Per me è andata così, dopo aver visto “Generazione di fenomeni” – di Paolo Borraccetti, disponibile su RaiPlay – ho cominciato subito a parlarne in giro. I contenuti credo li conosciate tutti, non c’è bisogno di perderci troppo tempo: in una decina d’anni, tra il 1988 e il 1998, la nazionale italiana di pallavolo raggiunse un tale numero di successi da meritarsi il titolo di squadra più forte del secolo. Non poco, soprattutto se si considera che prima di allora potevamo contare solo su un terzo posto agli europei nel 1948 e una finale mondiale nel 1978: eravamo insomma una squadra periferica ben lontana dai circoli dei più forti.

Fino a quel magnifico decennio, fino a quella generazione di fenomeni che, guidata da carismatico Julio Velasco, vinse tutto quello che c’era da vincere. A parte la medaglia d’oro alle olimpiadi, fuggita di un niente nel 1996.

Il film racconta quegli anni attraverso il racconto dei protagonisti e con le immagini di repertorio dell’archivio Rai. Lo stile è asciutto, pulito, a metà strada tra il libro di storia e l’articolo giornalistico, dando così risalto ai contenuti più che alla messa in scena. E di contenuti ce ne sono tanti, basta fare una ricerca su Google per rendersi conto di quanti aneddoti e leggende ruotano intorno a quei campioni, dalla veloce di Lucchetta nella semifinale contro il Brasile del 1990 alla maschera di Bovolenta dopo aver rimediato una gomitata in allentamento.

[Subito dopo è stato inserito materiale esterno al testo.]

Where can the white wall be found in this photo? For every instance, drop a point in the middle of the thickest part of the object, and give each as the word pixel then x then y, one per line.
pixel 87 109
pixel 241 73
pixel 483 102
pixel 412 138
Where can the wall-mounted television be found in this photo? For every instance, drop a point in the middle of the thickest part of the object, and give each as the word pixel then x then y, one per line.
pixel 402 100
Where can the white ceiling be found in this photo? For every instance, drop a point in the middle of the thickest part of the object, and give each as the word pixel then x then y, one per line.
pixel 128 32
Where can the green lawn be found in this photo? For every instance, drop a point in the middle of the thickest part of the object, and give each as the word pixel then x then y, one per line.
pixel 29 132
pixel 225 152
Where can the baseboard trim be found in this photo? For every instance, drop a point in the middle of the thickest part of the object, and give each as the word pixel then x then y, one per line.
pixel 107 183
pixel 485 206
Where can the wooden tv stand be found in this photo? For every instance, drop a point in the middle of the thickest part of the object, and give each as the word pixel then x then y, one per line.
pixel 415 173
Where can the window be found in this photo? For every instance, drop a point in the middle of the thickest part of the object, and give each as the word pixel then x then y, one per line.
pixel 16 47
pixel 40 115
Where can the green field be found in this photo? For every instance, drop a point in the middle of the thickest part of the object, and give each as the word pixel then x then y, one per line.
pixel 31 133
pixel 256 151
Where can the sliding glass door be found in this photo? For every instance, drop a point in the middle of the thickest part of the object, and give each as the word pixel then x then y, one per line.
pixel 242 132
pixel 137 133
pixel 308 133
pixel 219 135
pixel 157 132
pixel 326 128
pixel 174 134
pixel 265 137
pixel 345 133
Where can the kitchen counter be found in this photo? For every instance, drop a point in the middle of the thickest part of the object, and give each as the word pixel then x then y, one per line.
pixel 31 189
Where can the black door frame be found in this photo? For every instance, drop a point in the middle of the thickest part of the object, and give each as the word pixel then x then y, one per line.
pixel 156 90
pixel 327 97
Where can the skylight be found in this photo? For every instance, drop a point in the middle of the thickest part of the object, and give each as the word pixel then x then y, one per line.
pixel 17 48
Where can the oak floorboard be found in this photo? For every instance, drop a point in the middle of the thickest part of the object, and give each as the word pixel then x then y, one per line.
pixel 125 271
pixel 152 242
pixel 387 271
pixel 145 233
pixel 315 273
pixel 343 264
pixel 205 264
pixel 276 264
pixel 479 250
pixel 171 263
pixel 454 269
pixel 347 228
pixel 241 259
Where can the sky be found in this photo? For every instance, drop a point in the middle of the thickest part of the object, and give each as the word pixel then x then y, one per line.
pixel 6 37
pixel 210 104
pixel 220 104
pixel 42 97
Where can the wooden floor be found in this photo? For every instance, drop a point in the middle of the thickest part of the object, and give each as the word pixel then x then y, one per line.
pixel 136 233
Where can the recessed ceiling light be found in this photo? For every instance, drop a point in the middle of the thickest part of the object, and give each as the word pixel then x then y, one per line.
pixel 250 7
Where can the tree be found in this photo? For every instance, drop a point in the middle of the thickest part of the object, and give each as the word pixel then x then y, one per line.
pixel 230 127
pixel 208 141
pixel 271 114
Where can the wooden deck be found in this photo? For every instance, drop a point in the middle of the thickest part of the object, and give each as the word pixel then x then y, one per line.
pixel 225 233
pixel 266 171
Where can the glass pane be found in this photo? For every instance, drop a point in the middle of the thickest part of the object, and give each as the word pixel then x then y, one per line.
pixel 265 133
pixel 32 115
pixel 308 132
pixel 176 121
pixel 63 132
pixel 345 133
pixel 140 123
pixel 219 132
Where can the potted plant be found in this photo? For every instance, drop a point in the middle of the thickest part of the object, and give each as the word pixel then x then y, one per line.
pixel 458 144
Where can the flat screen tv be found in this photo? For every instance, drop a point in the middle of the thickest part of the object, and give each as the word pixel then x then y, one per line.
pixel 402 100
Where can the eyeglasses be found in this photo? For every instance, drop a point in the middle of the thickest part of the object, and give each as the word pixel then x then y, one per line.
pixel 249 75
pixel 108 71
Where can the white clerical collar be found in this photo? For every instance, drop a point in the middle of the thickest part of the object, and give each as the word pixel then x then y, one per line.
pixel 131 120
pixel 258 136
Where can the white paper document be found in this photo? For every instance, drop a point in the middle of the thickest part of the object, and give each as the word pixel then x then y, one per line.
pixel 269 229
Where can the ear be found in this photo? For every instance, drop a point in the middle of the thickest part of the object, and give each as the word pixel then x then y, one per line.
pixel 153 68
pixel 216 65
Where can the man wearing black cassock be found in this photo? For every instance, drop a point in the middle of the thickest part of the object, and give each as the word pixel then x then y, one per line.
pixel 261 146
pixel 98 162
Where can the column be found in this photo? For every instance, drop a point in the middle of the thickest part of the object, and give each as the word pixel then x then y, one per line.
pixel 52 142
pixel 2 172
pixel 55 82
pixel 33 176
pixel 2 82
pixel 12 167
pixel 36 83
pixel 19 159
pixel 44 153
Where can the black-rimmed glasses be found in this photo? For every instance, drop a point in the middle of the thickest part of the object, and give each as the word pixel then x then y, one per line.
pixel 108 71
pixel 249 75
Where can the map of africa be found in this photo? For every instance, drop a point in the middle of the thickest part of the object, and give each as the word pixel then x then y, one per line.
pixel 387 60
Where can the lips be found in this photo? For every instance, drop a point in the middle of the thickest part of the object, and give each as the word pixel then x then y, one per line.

Il lavoro degli autori è stato quello di selezionare e organizzare le vicende nella consapevolezza che, con ogni probabilità, la maggior parte degli spettatori di questo film hanno già visto quelle immagini e conosciuto quei momenti. Il risultato è ottimo, perché non si scivola mai in quella retorica patriottarda che purtroppo ammanta certi prodotti analoghi: quello che ci viene presentato è un gruppo di uomini sicuramente di talento, ma non dei supereroi.

Tanto è vero che forse il momento più toccante riguarda proprio la sconfitta contro l’Olanda nella finale per la medaglia d’oro nelle olimpiadi del 1996, e devo essere sincero, nel rivedere quelle immagini una parte di me ha ancora sperato che quella difficile schiacciata di Giani finisse dentro. E invece.

Consiglio questo documentario a chi in quegli anni c’era, a chi è venuto dopo e ha scoperto la pallavolo con i successi degli anni successivi (siamo ancora i campioni del mondo in carica dopo il titolo del 2022, non dimentichiamolo), a chi ama i racconti sportivi, a chi crede che il documentario non sia un genere minore. Arriverete ad appassionarvi, a ridere e, in un paio di circostanze, anche a commuovervi.

Ma adesso basta perché è vero che sappiamo tutti com’è andata a finire ma il film dovete guardarlo voi.